André van den Ende

Column | Na mijn ontmoeting met Joop Zoetemelk kan ik bevestigen: hij is de liefste man ter wereld

Onze redacteur schrijft op de 75e verjaardag van Joop over zijn ontmoeting met Zoetemelk. Hij liep samen met 'm onder een vleermuis door en kwam tot het besef: Joop is écht de aardigste mens ter wereld.

André van den Ende

In 2020 had ik het genoegen Joop Zoetemelk in levende lijve te ontmoeten. Naast Wieler Revue schrijf ik voor Dagblad van het Noorden en voor die krant was ik op 10 september bij de aftrap van het NK Tijdrijden dat anderhalve maand later in Emmen zou plaatsvinden - uiteindelijk ging het evenement vanwege de tweede coronagolf niet door.

Maar die tiende september, met Joop, in de dierentuin van Emmen neemt geen virus me meer af. Vooraf wist ik niet dat Joop er zou zijn. Ik zag 'm ineens staan, babbelend met Steven Rooks, de andere eregast. Waarschijnlijk stond hij er al een tijdje, want Joop valt nu eenmaal niet zo op in een gezelschap.

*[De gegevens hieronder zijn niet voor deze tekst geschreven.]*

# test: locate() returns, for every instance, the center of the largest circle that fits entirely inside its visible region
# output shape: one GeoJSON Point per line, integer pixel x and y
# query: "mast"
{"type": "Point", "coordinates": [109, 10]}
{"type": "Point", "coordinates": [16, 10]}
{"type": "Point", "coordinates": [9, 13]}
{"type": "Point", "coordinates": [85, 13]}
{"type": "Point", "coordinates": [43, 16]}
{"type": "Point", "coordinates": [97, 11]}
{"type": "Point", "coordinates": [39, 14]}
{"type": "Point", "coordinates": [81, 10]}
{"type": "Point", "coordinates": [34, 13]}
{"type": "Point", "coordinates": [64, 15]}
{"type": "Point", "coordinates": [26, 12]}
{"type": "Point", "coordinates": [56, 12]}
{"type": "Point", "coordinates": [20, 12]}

Hij heeft de gave zonder schutkleuren op te kunnen gaan in de omgeving. Was hij een Italiaan geweest, dan had hij waarschijnlijk bekend gestaan als Il Camaleonte dell'Aia - De Kameleon van Den Haag (jaja, ik weet het; als Italiaan was hij vermoedelijk niet in Den Haag geboren..). Alhoewel... de felle kleuren die een kameleon doorgaans aanneemt, passen dan weer niet zo goed bij de bescheidenheid die Joop zo siert.

Naast bescheiden is Joop vooral ook heel aimabel. Voor ik 'm ooit ontmoet had, leek het me al de aardigste man ter wereld en dat beeld werd op die tiende september bevestigd. Joop = lief. Nadat hij enkele regionale coureurs op een geïmproviseerd startpodium had weggeschoten voor de kortste tijdrit ooit (ze reden op hun tijdritfiets een rondje om een parasol die 15 meter verderop stond) liepen we dieper de dierentuin in, waar een forum met Zoetemelk en Rooks zou plaatsvinden voor de sponsoren van het evenement.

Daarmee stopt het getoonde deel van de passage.